Book review: ‘On the Various Contrivances by which British and Foreign Orchids are Fertilised by Insects’ by Charles Darwin

‘On the Various Contrivances by which British and Foreign Orchids are Fertilised by Insects’ by Charles Darwin

On the Various Contrivances by which British and Foreign Orchids are Fertilised by Insects was the first book Charles Darwin published after On the Origin of Species.

Conscious of criticism that, due to lack of space, he had not gone into enough detail in Origin about how complex organs might have evolved from far simpler beginnings through the process of natural selection, Darwin uses this book to explore just that. He also makes a compelling case for cross-pollination being highly beneficial to orchids.

This book is hardly a page-turner in its early chapters, which comprise numerous meticulous anatomical descriptions of different orchid species.

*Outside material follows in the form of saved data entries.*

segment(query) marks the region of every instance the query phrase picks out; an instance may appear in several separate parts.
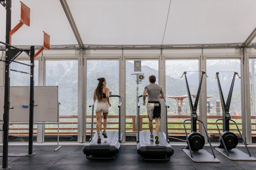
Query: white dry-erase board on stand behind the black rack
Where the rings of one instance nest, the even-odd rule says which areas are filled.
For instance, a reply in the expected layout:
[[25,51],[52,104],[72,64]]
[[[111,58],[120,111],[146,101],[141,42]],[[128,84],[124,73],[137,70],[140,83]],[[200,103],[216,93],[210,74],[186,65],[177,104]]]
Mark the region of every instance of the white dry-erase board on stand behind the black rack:
[[[10,122],[29,122],[29,99],[29,86],[10,87],[10,108],[14,107],[9,109]],[[58,86],[35,86],[34,105],[34,121],[57,122]],[[0,87],[0,106],[4,113],[4,87]]]

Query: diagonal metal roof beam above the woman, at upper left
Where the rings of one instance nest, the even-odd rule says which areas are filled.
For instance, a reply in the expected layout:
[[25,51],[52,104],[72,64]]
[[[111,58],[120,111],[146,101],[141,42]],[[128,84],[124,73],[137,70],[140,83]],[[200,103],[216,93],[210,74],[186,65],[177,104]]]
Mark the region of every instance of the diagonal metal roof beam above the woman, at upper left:
[[69,24],[70,24],[70,26],[71,26],[74,34],[75,34],[75,38],[77,40],[77,43],[80,46],[80,48],[83,49],[84,43],[83,43],[82,38],[81,38],[81,36],[80,36],[80,34],[77,30],[74,18],[72,16],[71,12],[70,12],[67,1],[66,0],[60,0],[60,3],[62,5],[62,8],[63,8],[68,20],[69,20]]

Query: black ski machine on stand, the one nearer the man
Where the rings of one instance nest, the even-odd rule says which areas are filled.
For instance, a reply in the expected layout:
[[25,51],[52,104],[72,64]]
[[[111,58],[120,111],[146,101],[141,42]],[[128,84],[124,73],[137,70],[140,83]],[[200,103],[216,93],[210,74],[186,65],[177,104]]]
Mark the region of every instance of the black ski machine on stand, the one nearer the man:
[[[200,90],[201,90],[203,75],[205,74],[205,72],[202,71],[202,75],[201,75],[201,79],[199,82],[199,87],[197,90],[197,96],[196,96],[194,105],[192,103],[186,74],[187,74],[187,72],[185,71],[182,74],[181,78],[183,77],[183,75],[185,75],[191,119],[185,120],[183,122],[184,130],[185,130],[186,137],[187,137],[186,142],[187,142],[188,146],[187,146],[187,148],[182,148],[182,150],[194,162],[216,162],[216,163],[218,163],[219,160],[215,157],[209,137],[207,136],[213,155],[211,155],[209,152],[207,152],[206,150],[203,149],[204,143],[205,143],[204,136],[201,133],[197,132],[197,121],[199,121],[202,123],[205,133],[207,134],[207,130],[205,129],[204,123],[201,120],[198,120],[198,117],[197,117],[197,105],[198,105],[198,101],[199,101],[199,94],[200,94]],[[189,135],[187,135],[187,131],[186,131],[186,127],[185,127],[186,121],[191,122],[191,133]]]

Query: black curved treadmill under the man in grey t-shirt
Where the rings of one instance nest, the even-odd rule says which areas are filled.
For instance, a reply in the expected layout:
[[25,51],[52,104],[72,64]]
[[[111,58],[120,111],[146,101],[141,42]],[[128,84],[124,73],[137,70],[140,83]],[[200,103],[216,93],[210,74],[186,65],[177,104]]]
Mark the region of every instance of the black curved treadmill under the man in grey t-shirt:
[[[137,129],[139,129],[139,115],[140,115],[140,104],[139,104],[139,96],[137,98]],[[166,104],[166,113],[167,113],[167,107],[169,107]],[[167,120],[167,114],[166,114],[166,120]],[[166,121],[167,122],[167,121]],[[166,132],[167,131],[167,124],[166,124]],[[154,136],[155,136],[154,132]],[[150,140],[150,132],[145,131],[138,131],[137,133],[137,152],[141,155],[141,158],[144,160],[170,160],[170,156],[173,155],[174,150],[169,144],[169,139],[166,137],[167,135],[163,133],[162,131],[159,131],[159,140],[160,143],[158,145],[155,144],[155,141]],[[153,157],[153,158],[152,158]]]

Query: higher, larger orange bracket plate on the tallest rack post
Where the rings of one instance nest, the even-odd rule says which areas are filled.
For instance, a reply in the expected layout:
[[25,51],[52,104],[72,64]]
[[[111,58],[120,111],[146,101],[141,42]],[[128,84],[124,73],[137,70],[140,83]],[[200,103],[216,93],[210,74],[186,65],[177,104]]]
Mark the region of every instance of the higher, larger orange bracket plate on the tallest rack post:
[[20,21],[19,23],[10,31],[10,44],[12,43],[12,35],[18,31],[23,24],[30,26],[30,8],[25,5],[22,1],[19,1],[20,4]]

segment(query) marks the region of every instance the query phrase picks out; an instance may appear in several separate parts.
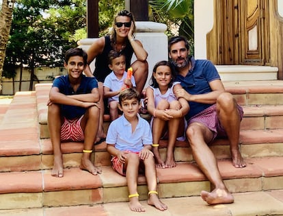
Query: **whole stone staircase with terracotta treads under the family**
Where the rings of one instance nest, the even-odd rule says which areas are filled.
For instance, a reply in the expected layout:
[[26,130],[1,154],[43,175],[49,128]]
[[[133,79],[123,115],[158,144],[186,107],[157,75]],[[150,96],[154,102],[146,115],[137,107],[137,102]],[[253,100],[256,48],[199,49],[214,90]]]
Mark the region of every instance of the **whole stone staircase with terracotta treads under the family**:
[[[244,197],[244,194],[256,200],[253,193],[266,197],[267,191],[275,190],[281,202],[270,205],[272,209],[269,208],[265,215],[283,215],[283,197],[278,195],[283,194],[283,81],[224,82],[224,86],[244,108],[240,146],[247,161],[247,167],[234,168],[230,163],[228,140],[215,141],[211,149],[217,156],[224,182],[236,194],[236,203],[237,197]],[[23,215],[27,209],[33,209],[37,215],[36,210],[42,208],[49,209],[47,215],[55,215],[51,209],[59,206],[69,206],[73,215],[81,215],[78,209],[83,206],[94,215],[104,215],[102,204],[111,208],[109,205],[113,202],[118,203],[111,205],[116,208],[113,207],[110,215],[121,215],[119,208],[128,200],[126,179],[111,169],[106,143],[96,145],[93,154],[95,165],[103,169],[102,174],[92,176],[78,168],[82,143],[62,143],[64,178],[51,176],[53,154],[46,126],[46,101],[50,88],[51,84],[37,84],[36,91],[16,93],[0,122],[0,215],[20,209]],[[109,117],[105,116],[105,121],[108,121],[105,123],[107,128]],[[163,156],[165,145],[166,141],[161,142]],[[174,202],[187,205],[190,199],[197,198],[201,203],[198,208],[205,208],[206,204],[199,195],[202,190],[210,191],[211,184],[193,162],[187,142],[176,142],[175,158],[177,167],[157,169],[159,197],[166,198],[164,202],[173,206]],[[139,176],[138,182],[140,199],[146,200],[144,176]],[[233,207],[229,208],[232,212]],[[250,214],[233,215],[260,215],[262,212],[256,207]],[[195,213],[206,215],[208,212],[202,209]],[[226,215],[219,211],[214,211],[214,214]]]

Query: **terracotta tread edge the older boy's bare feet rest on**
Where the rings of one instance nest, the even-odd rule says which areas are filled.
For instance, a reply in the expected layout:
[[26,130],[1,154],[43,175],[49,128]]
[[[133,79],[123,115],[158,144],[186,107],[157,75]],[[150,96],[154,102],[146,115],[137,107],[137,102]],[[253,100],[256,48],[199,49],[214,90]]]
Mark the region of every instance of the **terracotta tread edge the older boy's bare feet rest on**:
[[[247,167],[237,169],[230,160],[219,160],[219,171],[224,180],[256,179],[261,182],[258,189],[283,189],[282,165],[283,157],[248,158]],[[38,193],[51,191],[75,191],[82,189],[126,187],[126,178],[119,175],[110,166],[102,167],[103,172],[93,176],[79,168],[64,169],[63,178],[51,176],[50,170],[0,173],[0,193]],[[77,178],[80,176],[80,178]],[[207,182],[204,174],[194,163],[178,163],[174,168],[157,169],[159,184],[181,182]],[[268,178],[279,180],[267,185]],[[76,181],[74,181],[76,179]],[[144,176],[139,176],[139,185],[145,185]],[[240,186],[239,186],[240,187]],[[247,187],[247,185],[242,185]],[[273,187],[273,188],[272,188]],[[238,189],[237,189],[238,190]],[[246,190],[246,189],[245,189]],[[243,192],[233,191],[231,192]]]

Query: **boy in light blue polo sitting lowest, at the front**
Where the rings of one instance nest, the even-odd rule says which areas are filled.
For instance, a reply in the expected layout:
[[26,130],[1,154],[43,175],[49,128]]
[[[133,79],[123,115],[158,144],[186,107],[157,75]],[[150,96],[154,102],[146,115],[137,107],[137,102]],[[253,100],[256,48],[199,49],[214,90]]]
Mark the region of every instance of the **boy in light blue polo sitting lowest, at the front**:
[[140,165],[145,168],[148,204],[165,211],[167,206],[159,200],[157,193],[157,173],[153,153],[150,151],[152,133],[149,123],[139,117],[139,99],[139,93],[133,88],[127,88],[120,93],[118,108],[123,115],[109,125],[107,151],[113,156],[113,169],[126,176],[131,211],[145,211],[144,206],[139,203],[137,193],[137,176],[142,168]]

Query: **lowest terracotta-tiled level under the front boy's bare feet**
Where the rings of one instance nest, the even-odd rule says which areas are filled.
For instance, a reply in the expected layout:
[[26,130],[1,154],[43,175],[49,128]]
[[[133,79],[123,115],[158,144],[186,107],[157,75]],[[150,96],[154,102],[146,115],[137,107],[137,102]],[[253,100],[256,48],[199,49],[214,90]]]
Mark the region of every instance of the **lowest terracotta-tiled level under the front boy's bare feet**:
[[0,210],[0,215],[34,215],[34,216],[105,216],[105,215],[164,215],[164,216],[239,216],[239,215],[283,215],[283,190],[256,191],[234,193],[234,204],[219,204],[208,206],[200,196],[175,197],[161,199],[167,204],[167,211],[160,212],[153,206],[148,206],[146,200],[145,213],[133,213],[128,202],[113,202],[107,204],[25,208]]

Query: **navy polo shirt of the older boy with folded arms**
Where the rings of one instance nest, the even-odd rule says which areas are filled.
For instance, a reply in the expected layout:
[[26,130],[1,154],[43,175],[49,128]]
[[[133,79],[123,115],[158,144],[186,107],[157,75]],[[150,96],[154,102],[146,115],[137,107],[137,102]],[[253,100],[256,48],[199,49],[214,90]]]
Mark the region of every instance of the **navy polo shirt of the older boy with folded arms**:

Later, however, the book comes into its own, exploring how orchids attract insects with large, sometimes false, nectaries. Darwin also suggests the orchids might also use colour and scent to attract these pollinators. He also describes how the enlarged labellum of many orchids, which acts as a convenient and conspicuous landing-pad for visiting insects, was formed by a merging and repurposing of the flowers’ lower petal and two of its anthers.

Darwin then discusses in detail an organ unique to orchids, the rostellum, explaining how it evolved from a repurposed stigma and, in a number of species, contains a touch-sensitive trigger-mechanism that deposits stalks topped with sticky bundles of pollen at very precise locations on the bodies of visiting insects. He also shows how, as soon as these stalks are deposited on the insects, they bend forward to align the pollen bundles with the pollen-receiving stigmas of the flowers subsequently visited by the insects.

Famously, when discussing a species of foreign orchid with a remarkably long, thin nectary, Darwin also predicts the existence of an as-yet-undiscovered species of Madagascan moth with a ten- or eleven-inch proboscis. Darwin’s bold prediction, later supported and further developed by his friend Alfred Russel Wallace, was mocked by more than one biologist, but, after his death, was proved to be correct.

As Darwin explains in the introduction to this book:

This treatise affords me also an opportunity of attempting to show that the study of organic beings may be as interesting to an observer who is fully convinced that the structure of each is due to secondary laws, as to one who view every trifling detail of structure as the result of the direct interposition of the Creator.

As was so often the case, Darwin succeeds magnificently.